Photo Ragnhild Aarnes Holager

ABOUT

My name is Miriam Miranda Martins Hlavatý and I work as a Timani teacher, musicians health-practitioner, MER-practitioner and bodyworker, lecturer, pianist and curator of music. I grew up in Bærum, Norway with a Norwegian mother and Czech father and, in addition to an intermediate subject in classical archaeology, I hold a bachelor in performance and a Masters in applied music theory from The Norwegian Academy of Music.

I work as an institute teacher at the Musician´s Health and Movement Institute in Oslo at the 3-year online certification in Timani and I am also a certified Restorative Exercise specialist of Nutritious Movement™  in addition to being a certified bodyworker in Myofascial Energetic Release (MER).
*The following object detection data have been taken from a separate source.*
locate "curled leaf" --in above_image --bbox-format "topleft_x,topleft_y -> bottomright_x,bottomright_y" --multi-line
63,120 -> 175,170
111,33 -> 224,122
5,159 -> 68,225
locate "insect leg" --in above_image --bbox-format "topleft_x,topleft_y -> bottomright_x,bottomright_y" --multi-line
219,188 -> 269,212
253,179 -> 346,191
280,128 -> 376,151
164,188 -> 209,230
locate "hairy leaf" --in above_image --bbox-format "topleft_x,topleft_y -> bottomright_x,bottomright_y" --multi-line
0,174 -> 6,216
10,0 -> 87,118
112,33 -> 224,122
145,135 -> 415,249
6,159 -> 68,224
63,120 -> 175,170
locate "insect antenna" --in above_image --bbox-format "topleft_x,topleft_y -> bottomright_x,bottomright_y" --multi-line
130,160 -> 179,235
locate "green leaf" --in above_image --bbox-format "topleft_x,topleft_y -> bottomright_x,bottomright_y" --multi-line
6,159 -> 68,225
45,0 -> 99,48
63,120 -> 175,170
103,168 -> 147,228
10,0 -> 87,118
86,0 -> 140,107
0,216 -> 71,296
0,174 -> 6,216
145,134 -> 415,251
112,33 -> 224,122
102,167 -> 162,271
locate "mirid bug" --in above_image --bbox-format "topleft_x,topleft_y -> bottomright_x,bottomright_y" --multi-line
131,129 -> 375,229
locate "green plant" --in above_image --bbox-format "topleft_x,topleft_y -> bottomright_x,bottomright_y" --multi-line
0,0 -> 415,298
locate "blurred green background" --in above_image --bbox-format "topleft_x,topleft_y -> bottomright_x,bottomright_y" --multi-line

Music has been a part of my essence since the age of 4 when my parents introduced me to the world of classical music through the ballet Swan Lake. The piano has been my life long friend for almost as long a time. But growing up in an over-sensitive body with frequent bouts of sickness, chronic pains and playing-related strain injuries also made me keenly aware of how emotional and mental states affect, and is affected by, the physical states of the body. How we are all living within bodies that are carrying the total sum of our life experiences, good and bad, and how this is part of our everyday experiences with our bodies, both as musicians and as human beings.
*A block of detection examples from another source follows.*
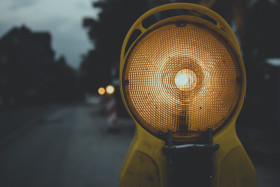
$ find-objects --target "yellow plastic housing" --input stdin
[120,3,257,187]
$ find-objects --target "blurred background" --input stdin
[0,0,280,187]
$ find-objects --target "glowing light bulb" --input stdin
[175,69,197,92]
[106,85,115,94]
[98,87,105,95]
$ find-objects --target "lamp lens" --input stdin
[123,23,242,136]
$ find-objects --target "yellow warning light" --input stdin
[98,87,105,95]
[106,85,115,95]
[122,22,242,137]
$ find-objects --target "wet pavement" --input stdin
[0,103,280,187]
In order to change something we need understanding and understanding comes through the ability to listen.

In my work as a musician, lecturer and composer listening playes a crucial part, and one of my goals is to equip the audience with pathways into different musical landscapes. This has so far resulted in lectures and concert lectures centered around musical perception and different forms of listening strategies from the field of Sonology as well as musical history.
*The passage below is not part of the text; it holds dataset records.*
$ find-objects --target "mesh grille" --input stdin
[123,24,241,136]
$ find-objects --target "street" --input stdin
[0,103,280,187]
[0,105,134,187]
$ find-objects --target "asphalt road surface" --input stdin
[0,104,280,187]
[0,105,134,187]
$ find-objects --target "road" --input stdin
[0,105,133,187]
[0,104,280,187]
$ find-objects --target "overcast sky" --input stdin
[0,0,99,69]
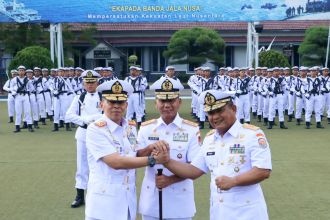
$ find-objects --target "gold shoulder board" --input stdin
[141,119,156,126]
[243,124,260,131]
[94,121,107,128]
[128,120,136,126]
[182,119,198,127]
[205,129,215,137]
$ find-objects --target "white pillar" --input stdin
[324,25,330,67]
[49,24,55,63]
[254,32,259,68]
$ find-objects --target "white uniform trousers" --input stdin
[305,95,322,122]
[322,92,330,118]
[191,92,199,114]
[257,94,264,115]
[126,93,144,122]
[29,93,39,121]
[198,104,206,121]
[295,96,306,119]
[283,90,289,110]
[237,94,250,122]
[44,92,53,115]
[142,215,192,220]
[7,93,15,117]
[249,92,259,112]
[288,93,296,115]
[268,94,284,122]
[262,95,269,118]
[54,93,70,124]
[36,93,46,118]
[15,94,32,125]
[75,139,89,189]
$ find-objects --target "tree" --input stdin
[163,27,225,67]
[259,50,290,68]
[9,46,53,70]
[0,23,49,56]
[298,27,329,66]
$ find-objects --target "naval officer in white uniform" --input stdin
[85,80,168,220]
[159,90,272,220]
[138,77,200,220]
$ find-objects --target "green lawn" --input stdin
[0,100,330,220]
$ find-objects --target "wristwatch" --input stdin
[148,156,156,167]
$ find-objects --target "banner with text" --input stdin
[0,0,330,23]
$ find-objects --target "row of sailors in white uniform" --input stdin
[3,66,148,132]
[188,64,330,128]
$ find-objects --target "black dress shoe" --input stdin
[71,196,85,208]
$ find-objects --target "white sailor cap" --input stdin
[202,66,211,71]
[129,66,139,70]
[299,66,308,71]
[165,66,175,71]
[102,66,113,72]
[198,90,235,112]
[96,79,134,102]
[150,77,183,100]
[94,67,102,71]
[81,70,101,83]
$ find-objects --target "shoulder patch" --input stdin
[182,119,198,127]
[243,124,260,131]
[141,119,157,126]
[128,120,136,127]
[205,129,215,137]
[94,121,107,128]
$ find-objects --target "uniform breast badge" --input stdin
[173,132,188,142]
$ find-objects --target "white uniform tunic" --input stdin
[85,115,137,220]
[138,114,200,219]
[192,121,272,220]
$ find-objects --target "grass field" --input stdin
[0,100,330,220]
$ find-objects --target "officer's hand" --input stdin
[156,175,172,189]
[151,150,170,164]
[152,141,170,152]
[215,176,235,190]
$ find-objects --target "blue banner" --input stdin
[0,0,330,23]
photo: Ragnhild Aarnes Holager

Timani

As a Timani teacher I give private lessons and lectures/workshops live and online both in Norway and abroad, and have held workshops in Timani and mental health for musicians in Germany, Denmark, Sweeden, England, Finland, and Singapore. I have been a guest teacher in work-physiology at the Conservatory of Music in Tromsø and I give an annual lecture in performance practice and self-regulation at NTNU in Trondheim. I also teach piano privately and have been a piano teacher at the NLA University College in Oslo.

Due to previous experiences with lengthy strain injuries and tendinitis my main focus as a teacher is to work towards the ability to use the body in a differentiated, conscious manner and to support the student which knowledge nessesary for any musician wanting their body to last through their entire career. There is nothing more detrimental for a musician than being hindered from playing due to pain or injuries, and I am happy to be able to offer a method which allows the act of playing to become a strengthening, rather than a straining experience. This is the method which allowed me to return to the piano after 20 years of cronic playing-induced tendinitis.

photo: Oda Hveem

PLAYING

As a pianist and lecturer my focus is on the art of listening: musical comprehension and active listening, listening intentions and musical perception. My repertoire often consists of contemporary piano music with a focus on alternative instrumental techniques that uses the inner parts of the instrument (strings, beams, soundboard etc.) as well as improvisation. I also uses composition as a means to explore the piano as a modern sound-exploring instrument. For some samples of what I do musically you can go to this page

 

 

 

 

 

 

Photo: Ragnhild Aarnes Holager

LISTENING

The master thesis The development of form-awareness by means of aural Sonology explores the development of form-awareness in musicians and is centred around the topics of musical perception, awareness and active listening strategies as a means of enhancing the listening experience, particularly regarding the perception and presentation of contemporary music.

 The thesis is based on the subject Aural Sonology, developed by the Norwegian composer Lasse Thoresen, a subject which works as a foundation for much of my work as curator of music with a particular emphasis on listening.

WRITING

I contribute as a music writer in the Norwegian web magazine audiophile.no where I write about topics that concerns the listening experience and listening with and without filters.

In my blog: The listening experience, the art of mindful focus I write about listening, art, musical awareness, vanishing soundscapes, inflatable gutiars and instruments of wonder, biomechanics, Music as a political weapon, neurology, literary experiments and other fascinating topics. Some of these articles are also published in an English translation.

To sum up with a flare: I am also the proud little sister of the Norwegian TV-puppet Titten-Tei, made by my father the Czech puppet maker, scenographer and stage director Karel Hlavatý and  costumed by my mother, Nina Martins, expressive art therapist, writer and maker of soul chairs and curiosities.